Posted on | September 18, 2008 | 1 Comment

It has been a long time since I’ve seen the inside of a class room. In school, my primary major was criminal justice. I was programming since high school, so I took some programming / computer courses because they were easy credits. I’m really glad that I got some exposure to law (mostly, how to read law) because in this day and age you really need it.

Trademark law, software licenses, patents, intellectual property .. some people make a whole career out of understanding these things (I think we call them lawyers). However, your average programmer is confronted with all of the above very frequently.

Until Google comes up with some kind of killer editor that reads your code as you type while searching its patent database in real time for possible conflicts, every programmer needs to know how to search for and read patents. Thankfully, some progress is showing on the patent reform front as some of the most obnoxious ones are invalidated as prior art. But others remain and lurk .. for instance, the former DEC (Digital) holds a patent that the Ext3cow file system violates. I’m sure it will never be enforced, but it illustrates my point.

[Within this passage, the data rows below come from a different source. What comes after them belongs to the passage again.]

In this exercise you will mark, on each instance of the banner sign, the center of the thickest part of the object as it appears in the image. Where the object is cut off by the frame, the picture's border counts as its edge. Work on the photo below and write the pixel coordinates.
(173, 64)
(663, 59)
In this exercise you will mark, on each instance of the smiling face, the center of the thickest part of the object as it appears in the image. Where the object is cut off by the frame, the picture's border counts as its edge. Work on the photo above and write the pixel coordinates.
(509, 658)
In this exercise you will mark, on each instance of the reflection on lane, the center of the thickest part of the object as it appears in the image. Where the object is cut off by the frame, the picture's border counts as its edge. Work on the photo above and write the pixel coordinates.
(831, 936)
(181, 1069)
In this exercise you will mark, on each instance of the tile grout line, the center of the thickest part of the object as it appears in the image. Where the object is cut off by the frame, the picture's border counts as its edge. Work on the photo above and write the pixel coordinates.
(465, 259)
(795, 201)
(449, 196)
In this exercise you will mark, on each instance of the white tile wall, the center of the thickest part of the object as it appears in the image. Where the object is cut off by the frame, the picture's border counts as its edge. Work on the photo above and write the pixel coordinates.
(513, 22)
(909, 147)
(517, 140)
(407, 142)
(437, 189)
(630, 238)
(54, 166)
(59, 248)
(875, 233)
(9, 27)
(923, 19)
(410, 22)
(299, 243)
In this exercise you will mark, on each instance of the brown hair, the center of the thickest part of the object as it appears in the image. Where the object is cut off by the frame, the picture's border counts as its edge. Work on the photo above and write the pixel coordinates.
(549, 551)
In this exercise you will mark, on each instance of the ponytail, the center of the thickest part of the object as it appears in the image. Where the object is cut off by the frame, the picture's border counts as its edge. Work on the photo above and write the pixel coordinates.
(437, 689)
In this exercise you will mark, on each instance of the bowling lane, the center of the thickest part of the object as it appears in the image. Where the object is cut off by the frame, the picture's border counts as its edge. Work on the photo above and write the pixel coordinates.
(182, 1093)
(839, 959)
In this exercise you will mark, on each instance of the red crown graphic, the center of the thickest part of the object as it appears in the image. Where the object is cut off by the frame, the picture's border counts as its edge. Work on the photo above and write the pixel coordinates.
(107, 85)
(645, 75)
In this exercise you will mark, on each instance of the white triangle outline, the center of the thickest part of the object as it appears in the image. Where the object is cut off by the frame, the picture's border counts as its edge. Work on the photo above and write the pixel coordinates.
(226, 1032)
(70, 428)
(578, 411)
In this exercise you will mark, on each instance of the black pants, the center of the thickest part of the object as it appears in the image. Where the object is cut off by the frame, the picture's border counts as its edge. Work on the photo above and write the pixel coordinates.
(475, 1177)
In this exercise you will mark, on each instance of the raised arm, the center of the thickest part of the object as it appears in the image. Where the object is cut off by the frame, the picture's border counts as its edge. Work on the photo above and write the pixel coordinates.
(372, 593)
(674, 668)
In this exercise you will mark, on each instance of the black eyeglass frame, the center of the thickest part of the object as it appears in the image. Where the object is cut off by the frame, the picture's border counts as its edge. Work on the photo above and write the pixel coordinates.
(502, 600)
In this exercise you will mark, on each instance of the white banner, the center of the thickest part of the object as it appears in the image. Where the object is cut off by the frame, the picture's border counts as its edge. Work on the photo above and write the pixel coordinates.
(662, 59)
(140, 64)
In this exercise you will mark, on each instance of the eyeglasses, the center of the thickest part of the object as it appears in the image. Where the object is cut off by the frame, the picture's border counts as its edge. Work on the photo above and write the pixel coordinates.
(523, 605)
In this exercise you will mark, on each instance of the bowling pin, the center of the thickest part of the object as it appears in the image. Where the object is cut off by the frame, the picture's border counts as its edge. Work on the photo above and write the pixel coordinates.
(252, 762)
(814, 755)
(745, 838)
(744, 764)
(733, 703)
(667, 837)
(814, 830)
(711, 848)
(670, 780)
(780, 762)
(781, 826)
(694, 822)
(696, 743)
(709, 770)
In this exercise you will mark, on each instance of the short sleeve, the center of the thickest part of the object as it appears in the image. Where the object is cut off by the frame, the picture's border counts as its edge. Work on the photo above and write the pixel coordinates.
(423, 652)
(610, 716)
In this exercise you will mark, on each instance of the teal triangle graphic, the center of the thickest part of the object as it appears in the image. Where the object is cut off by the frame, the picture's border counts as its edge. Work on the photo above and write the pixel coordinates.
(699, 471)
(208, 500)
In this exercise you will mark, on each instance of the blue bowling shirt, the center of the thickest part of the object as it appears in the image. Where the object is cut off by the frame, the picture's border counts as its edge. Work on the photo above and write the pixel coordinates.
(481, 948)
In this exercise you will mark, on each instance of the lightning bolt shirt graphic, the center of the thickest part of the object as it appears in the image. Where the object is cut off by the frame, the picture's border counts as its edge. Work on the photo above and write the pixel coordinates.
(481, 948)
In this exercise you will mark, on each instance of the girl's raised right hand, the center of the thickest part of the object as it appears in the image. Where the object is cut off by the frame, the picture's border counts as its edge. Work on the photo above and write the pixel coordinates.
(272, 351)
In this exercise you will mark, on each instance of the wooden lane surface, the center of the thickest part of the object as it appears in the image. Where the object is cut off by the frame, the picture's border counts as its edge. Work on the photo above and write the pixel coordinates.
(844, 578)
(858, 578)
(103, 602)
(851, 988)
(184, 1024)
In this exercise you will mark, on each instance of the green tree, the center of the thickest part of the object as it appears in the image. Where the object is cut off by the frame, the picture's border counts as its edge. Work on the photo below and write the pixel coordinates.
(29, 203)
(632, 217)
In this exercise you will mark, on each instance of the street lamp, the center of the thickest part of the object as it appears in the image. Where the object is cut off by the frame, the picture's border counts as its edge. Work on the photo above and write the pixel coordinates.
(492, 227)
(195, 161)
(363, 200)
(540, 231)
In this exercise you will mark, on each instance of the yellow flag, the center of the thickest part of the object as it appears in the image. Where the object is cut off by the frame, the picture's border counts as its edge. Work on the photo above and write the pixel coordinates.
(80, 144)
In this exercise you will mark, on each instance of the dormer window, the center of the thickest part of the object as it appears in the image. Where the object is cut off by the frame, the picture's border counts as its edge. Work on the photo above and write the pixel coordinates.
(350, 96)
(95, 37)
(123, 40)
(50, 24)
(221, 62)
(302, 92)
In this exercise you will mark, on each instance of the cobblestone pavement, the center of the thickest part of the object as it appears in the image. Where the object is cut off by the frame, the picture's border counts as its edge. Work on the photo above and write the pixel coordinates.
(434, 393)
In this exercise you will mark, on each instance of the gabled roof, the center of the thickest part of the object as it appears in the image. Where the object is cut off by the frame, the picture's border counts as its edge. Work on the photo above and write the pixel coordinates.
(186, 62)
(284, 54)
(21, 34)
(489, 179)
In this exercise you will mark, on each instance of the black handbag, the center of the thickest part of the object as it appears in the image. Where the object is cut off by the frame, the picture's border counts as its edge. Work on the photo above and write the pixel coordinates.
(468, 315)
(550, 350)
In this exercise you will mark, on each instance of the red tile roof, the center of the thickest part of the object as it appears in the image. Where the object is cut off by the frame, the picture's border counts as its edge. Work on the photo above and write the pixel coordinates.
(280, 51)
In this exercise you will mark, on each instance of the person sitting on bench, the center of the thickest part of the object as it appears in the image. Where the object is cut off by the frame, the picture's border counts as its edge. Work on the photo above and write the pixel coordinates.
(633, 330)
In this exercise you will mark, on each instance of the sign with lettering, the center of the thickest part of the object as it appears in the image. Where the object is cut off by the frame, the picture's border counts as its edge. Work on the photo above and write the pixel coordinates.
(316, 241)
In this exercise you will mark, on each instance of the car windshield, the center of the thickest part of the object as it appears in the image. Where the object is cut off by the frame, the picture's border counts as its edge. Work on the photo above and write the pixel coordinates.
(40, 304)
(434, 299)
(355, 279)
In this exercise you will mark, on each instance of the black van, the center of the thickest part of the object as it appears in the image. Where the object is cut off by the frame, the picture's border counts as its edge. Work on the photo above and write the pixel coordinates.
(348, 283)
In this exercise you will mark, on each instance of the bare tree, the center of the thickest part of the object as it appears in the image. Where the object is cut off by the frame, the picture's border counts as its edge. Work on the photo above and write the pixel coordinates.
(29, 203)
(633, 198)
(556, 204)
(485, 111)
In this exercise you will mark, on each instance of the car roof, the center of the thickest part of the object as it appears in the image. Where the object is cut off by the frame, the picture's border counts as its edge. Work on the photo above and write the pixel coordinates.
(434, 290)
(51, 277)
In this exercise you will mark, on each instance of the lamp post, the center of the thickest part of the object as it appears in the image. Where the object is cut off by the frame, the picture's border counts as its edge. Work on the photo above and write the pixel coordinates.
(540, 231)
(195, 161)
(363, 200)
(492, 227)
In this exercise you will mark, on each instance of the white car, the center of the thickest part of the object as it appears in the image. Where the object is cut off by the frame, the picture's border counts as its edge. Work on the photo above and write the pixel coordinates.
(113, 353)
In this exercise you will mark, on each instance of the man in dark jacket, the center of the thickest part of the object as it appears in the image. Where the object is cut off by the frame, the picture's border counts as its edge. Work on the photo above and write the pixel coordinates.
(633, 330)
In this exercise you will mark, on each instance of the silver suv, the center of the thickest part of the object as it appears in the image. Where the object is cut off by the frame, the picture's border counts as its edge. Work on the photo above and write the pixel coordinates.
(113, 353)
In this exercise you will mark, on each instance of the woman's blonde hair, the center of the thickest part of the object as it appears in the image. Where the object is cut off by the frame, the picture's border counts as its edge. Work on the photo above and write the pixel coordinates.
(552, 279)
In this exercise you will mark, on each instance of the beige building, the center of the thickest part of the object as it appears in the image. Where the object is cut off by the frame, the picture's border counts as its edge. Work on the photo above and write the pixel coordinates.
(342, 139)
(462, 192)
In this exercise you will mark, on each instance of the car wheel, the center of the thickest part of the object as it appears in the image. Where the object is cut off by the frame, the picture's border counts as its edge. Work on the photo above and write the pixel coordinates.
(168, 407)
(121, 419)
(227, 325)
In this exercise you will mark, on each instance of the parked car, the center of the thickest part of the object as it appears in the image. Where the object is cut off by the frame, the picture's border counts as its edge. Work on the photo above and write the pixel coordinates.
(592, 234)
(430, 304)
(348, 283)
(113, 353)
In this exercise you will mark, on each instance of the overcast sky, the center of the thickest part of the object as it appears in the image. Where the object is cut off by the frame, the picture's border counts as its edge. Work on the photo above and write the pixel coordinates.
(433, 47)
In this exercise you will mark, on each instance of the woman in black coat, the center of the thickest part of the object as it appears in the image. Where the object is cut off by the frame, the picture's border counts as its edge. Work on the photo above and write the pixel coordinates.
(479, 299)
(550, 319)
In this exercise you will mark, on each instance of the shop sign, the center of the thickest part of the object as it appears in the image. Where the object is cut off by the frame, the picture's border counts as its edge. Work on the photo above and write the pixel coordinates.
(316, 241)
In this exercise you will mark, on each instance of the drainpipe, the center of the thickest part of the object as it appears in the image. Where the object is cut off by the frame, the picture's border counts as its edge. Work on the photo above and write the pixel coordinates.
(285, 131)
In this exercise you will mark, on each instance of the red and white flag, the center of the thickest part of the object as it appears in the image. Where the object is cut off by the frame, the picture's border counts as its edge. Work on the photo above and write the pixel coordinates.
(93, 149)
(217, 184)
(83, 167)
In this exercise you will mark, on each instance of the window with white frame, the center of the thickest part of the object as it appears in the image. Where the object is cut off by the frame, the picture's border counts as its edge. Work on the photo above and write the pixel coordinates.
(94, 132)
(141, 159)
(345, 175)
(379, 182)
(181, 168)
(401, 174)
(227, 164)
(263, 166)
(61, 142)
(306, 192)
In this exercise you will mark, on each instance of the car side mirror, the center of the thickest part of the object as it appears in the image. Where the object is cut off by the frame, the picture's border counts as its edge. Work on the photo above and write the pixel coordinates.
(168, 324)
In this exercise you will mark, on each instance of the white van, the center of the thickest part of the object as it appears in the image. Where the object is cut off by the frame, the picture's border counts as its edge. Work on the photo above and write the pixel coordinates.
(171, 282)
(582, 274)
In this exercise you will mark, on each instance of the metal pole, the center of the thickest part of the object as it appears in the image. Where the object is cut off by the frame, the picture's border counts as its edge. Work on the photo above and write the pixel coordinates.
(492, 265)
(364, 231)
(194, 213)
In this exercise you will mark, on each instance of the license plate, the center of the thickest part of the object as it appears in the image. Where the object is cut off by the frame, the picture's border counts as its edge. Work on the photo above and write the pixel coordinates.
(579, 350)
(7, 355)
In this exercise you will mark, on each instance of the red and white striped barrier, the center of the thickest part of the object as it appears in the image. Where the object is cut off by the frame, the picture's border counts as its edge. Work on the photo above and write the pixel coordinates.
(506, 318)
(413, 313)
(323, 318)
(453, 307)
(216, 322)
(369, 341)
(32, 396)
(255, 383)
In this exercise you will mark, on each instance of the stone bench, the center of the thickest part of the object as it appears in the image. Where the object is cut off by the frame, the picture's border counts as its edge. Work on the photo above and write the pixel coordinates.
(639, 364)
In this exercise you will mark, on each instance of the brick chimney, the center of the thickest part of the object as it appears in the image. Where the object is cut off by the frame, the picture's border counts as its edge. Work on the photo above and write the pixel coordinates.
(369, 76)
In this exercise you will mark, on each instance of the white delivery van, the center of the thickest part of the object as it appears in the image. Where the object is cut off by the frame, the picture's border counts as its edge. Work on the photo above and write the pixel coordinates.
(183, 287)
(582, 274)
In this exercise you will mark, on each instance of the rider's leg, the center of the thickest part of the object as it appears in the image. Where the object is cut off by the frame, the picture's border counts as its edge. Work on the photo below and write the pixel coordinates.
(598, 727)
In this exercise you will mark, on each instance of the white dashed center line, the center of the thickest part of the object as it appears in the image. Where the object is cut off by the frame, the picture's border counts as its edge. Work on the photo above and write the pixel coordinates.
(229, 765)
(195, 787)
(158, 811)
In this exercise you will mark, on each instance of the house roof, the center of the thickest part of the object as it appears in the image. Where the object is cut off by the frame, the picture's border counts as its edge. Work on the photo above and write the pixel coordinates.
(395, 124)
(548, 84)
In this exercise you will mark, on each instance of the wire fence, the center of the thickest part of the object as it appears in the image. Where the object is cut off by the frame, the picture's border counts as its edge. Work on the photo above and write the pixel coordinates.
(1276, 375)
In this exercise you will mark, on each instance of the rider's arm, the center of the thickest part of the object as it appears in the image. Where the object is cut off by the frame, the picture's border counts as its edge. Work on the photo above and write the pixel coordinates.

Trademark law is another big one. For instance, Firefox and Xen. Both projects are free software, however the use of the name is very restricted. If you modify even one line of code in either program, you must name it something else in order to distribute it. Furthermore, you can not use their logos on modified versions. This is actually fine, its using trademarks as they were intended .. in order to protect consumers. If the can says “Xen”, someone can be sure that the software is the official supported version from Citrix .. likewise with Firefox. However, this applies only as far as the trademark extends (geographically).

I can’t tell you how many times I’ve seen start up companies hack Xen and fail to rename it.

Intellectual property is a term I try to avoid because I feel that it is a misnomer. However, if confronted by a big hungry lion, I’m sure that closing my eyes and pretending that the lion doesn’t exist will result in me being dinner. Programmers have to deal with non-disclosure agreements, non-compete agreements, copyright assignment and a plethora of other things. Many times, these agreements directly conflict with the license of the software that you are working on.

Then there’s export restrictions, especially where cryptography is used.

Finally, there are over 20 free/open software licenses, each one with its own caveats. If that weren’t enough, there’s also 10+ licenses that just govern documentation.

Are universities now teaching these things to computer science students? As I said, its been 10+ years since I saw the inside of a classroom. If not, they probably should. If my daughter ever says to me “Daddy, I want to be a computer programmer” .. I’ll likely say “Sure thing! Get your law degree first.”


One Response to “Should law be taught with programming?”

  1. mykal
    December 4th, 2009 @ 12:25 pm

    Hmm.. this is highly disconcerting. I just finished my first year of Comp. Sci. at a university in Western Australia.

    We learn nothing of the laws/restrictions on code usage.

    Patenting code seems a strange concept to me, one of the philosophies of coding is ‘re-usage’/’not re-inventing the wheel’.